"My research is focused on global data regulation, in other words, on how and in what manner data generation, data use and data trade are regulated in different countries. In this regard, we have been observing different models of regulation pursued globally as well as harmonisation efforts in different regions. This is an exciting process because, on the one hand, a society's data use always comes with the question of whether and in what manner the data's innovation potential is being utilised. On the other hand, you have to tackle risks – including the endangerment of individuals when their personal data are processed – in a careful manner.
Since completing my doctorate on copyright enforcement on the internet, I have been exploring issues of the digital world with a particular focus on clashes of interest in information society. Next to data regulation, I am researching the developments from the perspective of contract law. Many digital interactions are based on contracts. Often with the involvement of many different parties, on platforms for example and with the help of bots.

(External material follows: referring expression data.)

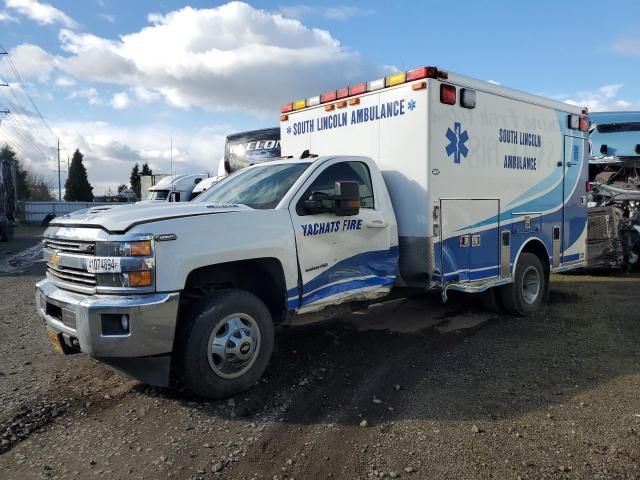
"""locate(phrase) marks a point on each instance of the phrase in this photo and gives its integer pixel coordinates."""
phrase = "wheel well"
(537, 248)
(264, 277)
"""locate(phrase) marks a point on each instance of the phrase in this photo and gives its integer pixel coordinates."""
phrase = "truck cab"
(145, 288)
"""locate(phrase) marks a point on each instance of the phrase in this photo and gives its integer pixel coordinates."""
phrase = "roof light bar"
(375, 85)
(358, 89)
(328, 97)
(395, 79)
(313, 101)
(371, 86)
(286, 108)
(447, 94)
(342, 92)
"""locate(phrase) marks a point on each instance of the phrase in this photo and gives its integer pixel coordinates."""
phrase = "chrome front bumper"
(78, 317)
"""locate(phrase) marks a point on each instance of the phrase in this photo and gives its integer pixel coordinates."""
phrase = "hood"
(123, 217)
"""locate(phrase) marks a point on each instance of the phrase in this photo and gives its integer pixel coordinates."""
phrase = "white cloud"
(63, 81)
(6, 17)
(337, 12)
(255, 61)
(629, 46)
(111, 151)
(31, 61)
(90, 94)
(42, 13)
(605, 98)
(120, 100)
(145, 95)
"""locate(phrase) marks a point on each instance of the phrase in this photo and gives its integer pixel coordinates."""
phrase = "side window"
(343, 172)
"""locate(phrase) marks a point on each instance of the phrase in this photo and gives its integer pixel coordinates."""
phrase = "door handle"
(377, 224)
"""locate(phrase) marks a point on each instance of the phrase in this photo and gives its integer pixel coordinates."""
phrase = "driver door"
(342, 258)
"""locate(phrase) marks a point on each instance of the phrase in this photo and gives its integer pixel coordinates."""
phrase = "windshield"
(261, 187)
(157, 195)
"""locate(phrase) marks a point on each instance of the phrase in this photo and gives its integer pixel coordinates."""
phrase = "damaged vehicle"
(614, 201)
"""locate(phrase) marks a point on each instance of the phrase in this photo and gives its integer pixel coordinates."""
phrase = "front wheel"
(224, 349)
(525, 295)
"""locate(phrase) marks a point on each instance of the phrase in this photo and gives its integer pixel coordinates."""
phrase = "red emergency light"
(358, 89)
(328, 97)
(447, 94)
(342, 92)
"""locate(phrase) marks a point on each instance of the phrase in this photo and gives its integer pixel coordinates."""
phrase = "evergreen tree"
(23, 190)
(134, 179)
(77, 187)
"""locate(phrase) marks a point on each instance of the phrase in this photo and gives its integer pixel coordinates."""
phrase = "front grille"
(72, 275)
(71, 246)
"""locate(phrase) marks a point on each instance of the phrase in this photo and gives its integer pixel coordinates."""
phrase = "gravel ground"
(411, 389)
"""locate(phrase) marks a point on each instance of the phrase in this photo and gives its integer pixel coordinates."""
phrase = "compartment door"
(469, 252)
(573, 212)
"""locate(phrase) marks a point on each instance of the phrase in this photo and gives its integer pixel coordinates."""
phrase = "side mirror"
(346, 199)
(317, 203)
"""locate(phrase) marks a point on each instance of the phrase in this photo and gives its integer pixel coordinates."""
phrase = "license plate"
(103, 265)
(55, 340)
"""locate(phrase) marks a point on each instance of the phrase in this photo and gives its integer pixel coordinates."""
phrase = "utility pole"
(59, 181)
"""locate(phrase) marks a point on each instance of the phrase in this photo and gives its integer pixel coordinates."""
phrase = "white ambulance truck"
(422, 179)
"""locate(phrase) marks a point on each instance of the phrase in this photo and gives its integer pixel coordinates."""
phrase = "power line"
(28, 124)
(28, 95)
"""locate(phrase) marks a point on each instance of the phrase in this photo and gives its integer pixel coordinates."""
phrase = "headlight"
(137, 266)
(139, 248)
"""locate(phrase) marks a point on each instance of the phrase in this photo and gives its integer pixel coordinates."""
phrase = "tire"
(4, 230)
(520, 301)
(224, 348)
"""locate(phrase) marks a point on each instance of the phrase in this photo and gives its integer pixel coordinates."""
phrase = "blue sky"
(119, 79)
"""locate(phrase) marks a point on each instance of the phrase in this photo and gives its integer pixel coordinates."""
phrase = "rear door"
(574, 209)
(341, 258)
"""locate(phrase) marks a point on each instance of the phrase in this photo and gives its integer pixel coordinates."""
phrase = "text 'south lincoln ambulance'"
(424, 179)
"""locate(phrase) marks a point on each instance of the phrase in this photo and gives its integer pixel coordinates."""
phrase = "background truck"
(424, 179)
(249, 148)
(614, 173)
(175, 188)
(8, 202)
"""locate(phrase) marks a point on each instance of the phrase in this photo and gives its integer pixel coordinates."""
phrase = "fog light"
(115, 324)
(140, 279)
(124, 323)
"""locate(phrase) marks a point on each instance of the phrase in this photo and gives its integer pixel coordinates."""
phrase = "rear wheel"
(525, 295)
(4, 230)
(9, 231)
(225, 348)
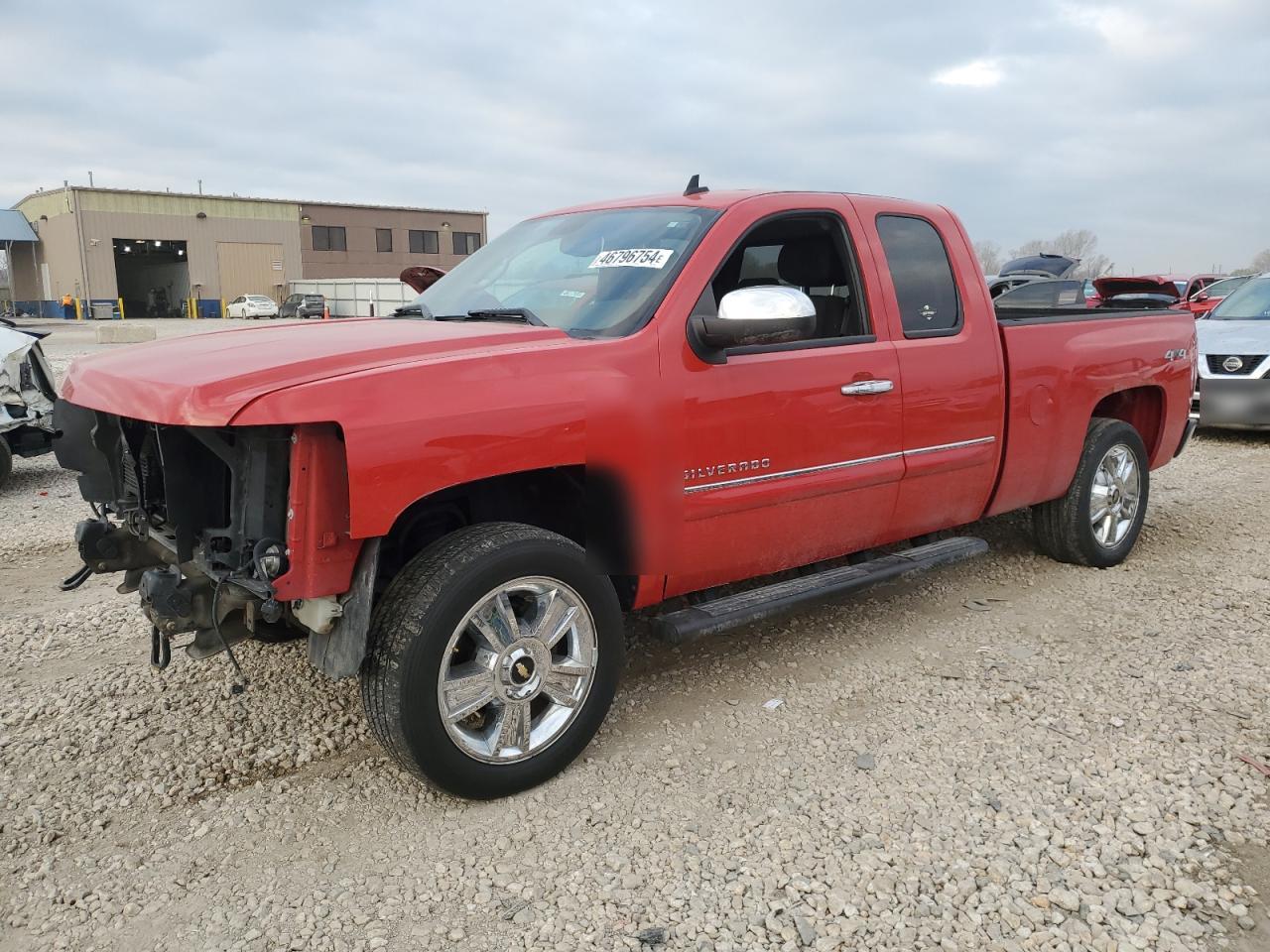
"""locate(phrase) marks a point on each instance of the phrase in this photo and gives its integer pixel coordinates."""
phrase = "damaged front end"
(27, 398)
(206, 522)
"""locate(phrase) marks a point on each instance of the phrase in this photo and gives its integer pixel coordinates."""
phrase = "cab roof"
(720, 200)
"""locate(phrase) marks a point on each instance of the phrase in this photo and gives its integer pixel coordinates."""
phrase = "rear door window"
(922, 276)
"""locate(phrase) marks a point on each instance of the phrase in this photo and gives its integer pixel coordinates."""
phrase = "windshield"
(1223, 287)
(1057, 266)
(1247, 303)
(590, 273)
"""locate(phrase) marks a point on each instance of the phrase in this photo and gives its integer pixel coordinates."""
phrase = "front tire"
(1098, 520)
(494, 656)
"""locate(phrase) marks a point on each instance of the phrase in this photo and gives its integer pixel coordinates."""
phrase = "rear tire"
(1097, 521)
(480, 607)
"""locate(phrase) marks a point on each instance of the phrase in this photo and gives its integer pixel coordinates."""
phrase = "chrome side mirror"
(769, 313)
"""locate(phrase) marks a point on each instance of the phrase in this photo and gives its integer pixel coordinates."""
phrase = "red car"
(603, 409)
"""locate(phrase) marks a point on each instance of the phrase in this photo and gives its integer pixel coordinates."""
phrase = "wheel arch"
(585, 504)
(1143, 409)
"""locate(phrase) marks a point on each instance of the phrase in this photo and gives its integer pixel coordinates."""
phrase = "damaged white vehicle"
(27, 398)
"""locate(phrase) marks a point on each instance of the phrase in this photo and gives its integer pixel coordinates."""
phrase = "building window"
(329, 238)
(425, 243)
(466, 241)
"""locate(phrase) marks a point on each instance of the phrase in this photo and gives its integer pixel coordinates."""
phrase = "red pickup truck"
(604, 409)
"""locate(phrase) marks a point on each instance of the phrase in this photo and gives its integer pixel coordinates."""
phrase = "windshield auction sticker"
(633, 258)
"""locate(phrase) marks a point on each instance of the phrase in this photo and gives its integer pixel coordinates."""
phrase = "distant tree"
(989, 255)
(1080, 243)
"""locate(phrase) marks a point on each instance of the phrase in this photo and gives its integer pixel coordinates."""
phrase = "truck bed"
(1064, 367)
(1010, 316)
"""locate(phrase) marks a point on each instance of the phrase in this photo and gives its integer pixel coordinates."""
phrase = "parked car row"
(261, 306)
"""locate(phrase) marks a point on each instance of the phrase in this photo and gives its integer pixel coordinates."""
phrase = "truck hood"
(1233, 336)
(1150, 285)
(204, 380)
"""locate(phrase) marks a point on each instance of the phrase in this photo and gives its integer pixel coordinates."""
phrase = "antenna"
(695, 186)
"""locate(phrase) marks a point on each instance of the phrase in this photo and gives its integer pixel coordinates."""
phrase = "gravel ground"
(1053, 766)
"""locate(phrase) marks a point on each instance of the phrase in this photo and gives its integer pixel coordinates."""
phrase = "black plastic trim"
(1052, 315)
(756, 604)
(813, 344)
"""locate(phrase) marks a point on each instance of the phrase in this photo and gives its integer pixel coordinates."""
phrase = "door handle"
(867, 388)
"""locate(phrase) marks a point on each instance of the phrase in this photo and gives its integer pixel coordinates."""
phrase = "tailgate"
(1062, 368)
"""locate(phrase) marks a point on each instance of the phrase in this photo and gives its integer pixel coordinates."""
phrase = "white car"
(1234, 359)
(252, 306)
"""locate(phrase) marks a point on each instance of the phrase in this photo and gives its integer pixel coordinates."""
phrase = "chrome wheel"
(517, 669)
(1114, 497)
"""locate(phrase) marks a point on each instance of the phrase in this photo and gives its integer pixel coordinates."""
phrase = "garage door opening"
(153, 276)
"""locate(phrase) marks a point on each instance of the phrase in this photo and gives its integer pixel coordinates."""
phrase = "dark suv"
(303, 306)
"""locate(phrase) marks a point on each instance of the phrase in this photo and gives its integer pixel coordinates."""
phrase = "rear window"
(920, 270)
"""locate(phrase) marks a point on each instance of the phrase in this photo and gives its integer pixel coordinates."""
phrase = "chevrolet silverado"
(608, 408)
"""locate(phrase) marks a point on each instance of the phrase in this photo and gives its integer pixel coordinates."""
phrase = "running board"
(746, 607)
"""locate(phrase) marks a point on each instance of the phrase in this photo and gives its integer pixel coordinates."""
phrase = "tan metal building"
(157, 250)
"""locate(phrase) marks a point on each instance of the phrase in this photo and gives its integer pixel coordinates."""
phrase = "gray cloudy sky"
(1144, 119)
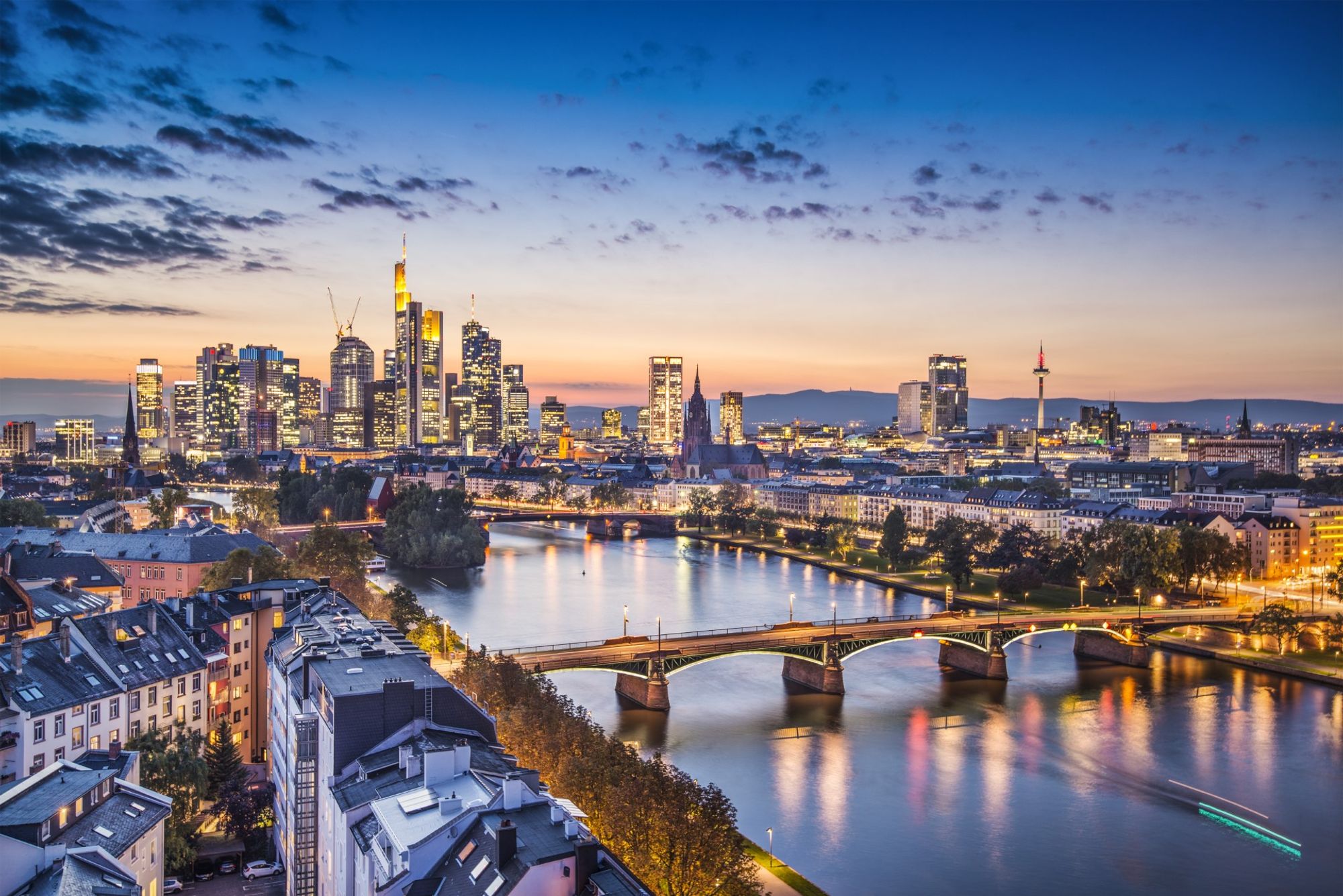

In my research, I benefit immensely from interdisciplinary cooperation. The cluster project "Vectors of Data Disclosure" in Passau, which is funded by the Bavarian Research Institute for Digital Transformation, is a case in point for this. We have teamed up for the project with cultural science and business information system researchers in order to explore how and why people disclose their own personal data and how cultural factors and the general legal conditions affect this decision-making process in very different countries of the global north and the global south."
More about his research
Professor Hennemann's research focuses on the global development of data and data protection law as well as the legal and regulatory framework of the digital economy.